In June, THE CITY detailed fears of a top city health official that the B-Scan 16HR-DV body scanners also would be used on pregnant women. The official noted that it is impossible to quickly tell if any given woman is pregnant — and invasive to find out.

“There is no way to rule out pregnancy, nor should we mandate pregnancy tests,” said Dr. Patsy Yang, senior vice president for Correctional Health Services.

The Correction Department now says it does not plan to install any scanners at the female lockup, the Rose M. Singer Center, according to the board report.

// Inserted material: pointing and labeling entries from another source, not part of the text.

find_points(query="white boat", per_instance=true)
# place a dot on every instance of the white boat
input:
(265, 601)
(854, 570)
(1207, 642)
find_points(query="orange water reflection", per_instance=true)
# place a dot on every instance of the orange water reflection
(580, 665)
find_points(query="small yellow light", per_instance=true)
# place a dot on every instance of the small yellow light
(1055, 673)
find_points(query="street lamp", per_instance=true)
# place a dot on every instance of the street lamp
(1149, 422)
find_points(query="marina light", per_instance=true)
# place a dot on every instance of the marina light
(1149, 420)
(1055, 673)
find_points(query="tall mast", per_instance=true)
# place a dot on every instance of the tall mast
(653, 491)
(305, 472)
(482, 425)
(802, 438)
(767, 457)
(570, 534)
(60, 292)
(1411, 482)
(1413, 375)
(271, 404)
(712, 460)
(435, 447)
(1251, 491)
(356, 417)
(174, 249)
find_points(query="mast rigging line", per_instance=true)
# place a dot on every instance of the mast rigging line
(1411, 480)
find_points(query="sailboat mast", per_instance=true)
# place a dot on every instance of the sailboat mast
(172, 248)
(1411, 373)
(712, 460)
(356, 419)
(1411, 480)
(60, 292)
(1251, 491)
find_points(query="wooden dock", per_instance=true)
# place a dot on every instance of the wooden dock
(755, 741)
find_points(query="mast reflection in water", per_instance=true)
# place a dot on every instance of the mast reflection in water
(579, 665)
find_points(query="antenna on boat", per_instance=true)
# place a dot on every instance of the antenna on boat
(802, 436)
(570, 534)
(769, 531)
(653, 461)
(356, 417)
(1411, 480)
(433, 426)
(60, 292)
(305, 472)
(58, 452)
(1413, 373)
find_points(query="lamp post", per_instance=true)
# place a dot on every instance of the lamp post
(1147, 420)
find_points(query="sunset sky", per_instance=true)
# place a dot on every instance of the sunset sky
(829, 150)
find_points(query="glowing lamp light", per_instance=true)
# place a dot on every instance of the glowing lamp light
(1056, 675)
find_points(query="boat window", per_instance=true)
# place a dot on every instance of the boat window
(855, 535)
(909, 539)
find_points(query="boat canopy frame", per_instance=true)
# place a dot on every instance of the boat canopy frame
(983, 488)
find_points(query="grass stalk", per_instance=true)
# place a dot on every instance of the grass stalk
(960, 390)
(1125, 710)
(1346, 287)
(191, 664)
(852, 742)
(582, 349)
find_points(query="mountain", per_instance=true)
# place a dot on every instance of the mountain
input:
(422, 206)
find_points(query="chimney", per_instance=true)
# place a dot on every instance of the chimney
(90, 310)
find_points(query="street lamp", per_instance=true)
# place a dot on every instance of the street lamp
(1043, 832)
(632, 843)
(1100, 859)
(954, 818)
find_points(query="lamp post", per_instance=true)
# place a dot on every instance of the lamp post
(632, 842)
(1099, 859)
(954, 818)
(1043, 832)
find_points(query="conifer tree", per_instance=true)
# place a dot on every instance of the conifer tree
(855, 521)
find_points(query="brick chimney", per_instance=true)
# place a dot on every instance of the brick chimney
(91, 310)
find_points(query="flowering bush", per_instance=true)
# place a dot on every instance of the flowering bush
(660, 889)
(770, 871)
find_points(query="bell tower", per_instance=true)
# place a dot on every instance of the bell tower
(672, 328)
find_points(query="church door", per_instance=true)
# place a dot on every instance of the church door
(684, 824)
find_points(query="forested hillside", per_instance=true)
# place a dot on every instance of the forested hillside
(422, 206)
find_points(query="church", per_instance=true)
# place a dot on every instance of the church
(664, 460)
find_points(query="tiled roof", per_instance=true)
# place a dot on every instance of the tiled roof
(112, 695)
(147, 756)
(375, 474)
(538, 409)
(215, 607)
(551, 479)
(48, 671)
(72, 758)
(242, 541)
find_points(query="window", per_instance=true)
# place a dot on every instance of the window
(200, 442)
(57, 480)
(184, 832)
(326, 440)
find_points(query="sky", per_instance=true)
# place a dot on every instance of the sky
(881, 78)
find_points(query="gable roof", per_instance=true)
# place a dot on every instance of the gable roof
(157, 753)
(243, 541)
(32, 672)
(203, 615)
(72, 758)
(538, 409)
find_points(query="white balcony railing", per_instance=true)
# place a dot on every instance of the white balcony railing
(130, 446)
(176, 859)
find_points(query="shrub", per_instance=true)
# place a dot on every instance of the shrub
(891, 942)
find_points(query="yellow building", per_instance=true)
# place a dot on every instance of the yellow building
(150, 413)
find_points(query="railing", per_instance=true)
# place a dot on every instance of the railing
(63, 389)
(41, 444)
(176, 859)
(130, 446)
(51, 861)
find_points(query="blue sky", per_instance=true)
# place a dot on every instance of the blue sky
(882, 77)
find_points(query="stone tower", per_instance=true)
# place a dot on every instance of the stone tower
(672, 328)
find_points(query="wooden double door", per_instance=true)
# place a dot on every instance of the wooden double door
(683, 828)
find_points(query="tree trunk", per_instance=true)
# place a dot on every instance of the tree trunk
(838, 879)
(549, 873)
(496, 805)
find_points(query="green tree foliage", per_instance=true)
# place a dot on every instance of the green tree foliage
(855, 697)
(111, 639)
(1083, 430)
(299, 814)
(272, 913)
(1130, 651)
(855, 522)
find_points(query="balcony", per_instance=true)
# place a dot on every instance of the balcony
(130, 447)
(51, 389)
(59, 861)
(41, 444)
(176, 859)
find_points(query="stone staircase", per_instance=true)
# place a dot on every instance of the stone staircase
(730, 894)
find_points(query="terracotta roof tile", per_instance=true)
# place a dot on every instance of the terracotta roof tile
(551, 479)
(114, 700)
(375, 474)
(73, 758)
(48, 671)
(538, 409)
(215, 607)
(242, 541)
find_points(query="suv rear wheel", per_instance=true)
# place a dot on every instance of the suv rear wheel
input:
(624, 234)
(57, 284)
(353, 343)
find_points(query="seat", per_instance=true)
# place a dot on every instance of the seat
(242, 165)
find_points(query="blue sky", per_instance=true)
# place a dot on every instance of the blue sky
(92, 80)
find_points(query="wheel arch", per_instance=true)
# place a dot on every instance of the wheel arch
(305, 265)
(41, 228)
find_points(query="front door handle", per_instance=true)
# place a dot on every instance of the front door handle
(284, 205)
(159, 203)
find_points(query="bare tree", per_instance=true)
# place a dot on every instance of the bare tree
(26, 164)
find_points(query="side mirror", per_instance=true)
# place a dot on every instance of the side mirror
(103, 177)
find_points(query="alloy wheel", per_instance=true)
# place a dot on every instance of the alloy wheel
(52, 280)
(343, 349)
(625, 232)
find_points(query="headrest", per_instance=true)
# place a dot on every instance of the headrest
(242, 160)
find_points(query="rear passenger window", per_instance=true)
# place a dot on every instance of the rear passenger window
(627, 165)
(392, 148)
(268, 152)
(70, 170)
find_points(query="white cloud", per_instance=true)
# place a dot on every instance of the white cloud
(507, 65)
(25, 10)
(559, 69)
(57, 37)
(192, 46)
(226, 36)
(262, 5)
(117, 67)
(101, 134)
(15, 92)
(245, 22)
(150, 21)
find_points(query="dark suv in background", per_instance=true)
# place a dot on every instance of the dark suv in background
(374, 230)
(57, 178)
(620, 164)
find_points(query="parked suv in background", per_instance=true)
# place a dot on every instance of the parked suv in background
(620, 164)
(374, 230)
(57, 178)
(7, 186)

But the department’s “directive does not exclude scanning women,” the board said.

Overall, contraband was only recovered in five of the 45 times people were placed in solitary after a positive or refused scan, according to the board report.

“The Department has not shared a plan for analyzing this data to assess and evaluate the impact of scanners as a contraband recovery and violence reduction tool,” the report said.

Concerns Over Radiation

The battle over the scanners dates back to March 2012, when then-Mayor Mike Bloomberg’s administration bought six of the devices, at a cost of $1 million each. The scanners were set aside after some state lawmakers and inmate advocates worried inmates could be subject to unsafe levels of radiation during repeated checks.

Jail officials insist the devices — which state law still forbids from using on department staff — are safe. Each scan is similar to an external radiation dose during three minutes of a flight.

Meanwhile, six city correction officers and 15 others were charged Tuesday in Brooklyn federal court with conspiring to accept bribes and smuggle contraband into Rikers.

Prosecutors said the ring had been under investigation since early 2019, and involved bringing smartphones, marijuana and other drugs into the jail.